In the search field in the operator tab, search for FP-Growth Operator and add it to your model. The FP in FP-Growth stands for Frequency Pattern. Frequency pattern analysis is used for many kinds of data mining, and is a necessary component of association rule mining. Without having frequencies of attribute combinations, we cannot determine whether any of the patterns in the data occur often enough to be considered rules. One important parameters of this operator is Min Support. It is the number of times that the rule did occur, divided by the number of observations in the data set. for this example we leave its default value.

Figure 5

Run the model and switch to the result window (Figure 6). It seems that some of our attributes appear to have some frequent patterns in them. In fact, in this example lots of frequent patterns are observed because our example has a few data.

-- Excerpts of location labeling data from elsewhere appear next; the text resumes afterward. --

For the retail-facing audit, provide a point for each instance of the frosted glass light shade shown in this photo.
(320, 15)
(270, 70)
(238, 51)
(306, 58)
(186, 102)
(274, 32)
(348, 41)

If your model does not generate any frequent pattern, you may need to adjust the Min Support percent and decrease it until you get the reasonable response.

We can investigate the possible connection further by adding one final operator to our model.

Figure 6

In the search field in the operator lab, search for Create Association Rules operator and drag it to your model, as illustrated in figure 7. This operator takes in frequent pattern matrix data and seeks out any patterns that occur so frequently that could be considered as rules. The Create Association Rules operator generates both a set of rules (through the rul port) and a set of associated items (through the ite port).  In this model we are looking just for generating rules, so we simply connect the its rul port to the res port of the process window.

Figure 7

One of the influential parameters of this operator is Min Confidence. Confident percent is a measure of how confident we are that when one attribute is flagged as true, the associated attribute will also be flagged as true. It is gained by dividing the number of times that a rule occurs by the number of times that it could have occurred. If your model does not generate any rules you may need to decrease the confidence percent. In this example, since we have used just limited numbers of non-real input data, we ended up with lots of rules with high confident percentages which is not a case in real world problem.

As you see in figure 8, lots of redundant rules were generated which have either side effects (SE#) in Premises or drugs (D#) in Conclusion. By looking at the input data, one can say that the correct rules should contain drugs in Premises and side effects in Conclusion. So, as you see in the below picture, just this type of rules is highlighted by red arrows and the rest are redundant,

Figure 8

Again one should take it into consideration that the limited number of non-real input data and special types of data in this example led to generating lots of rules with high levels of confidence and support. In a real problem this is not the case and usually limited numbers of rules are generated with high or moderate levels of confidence and support.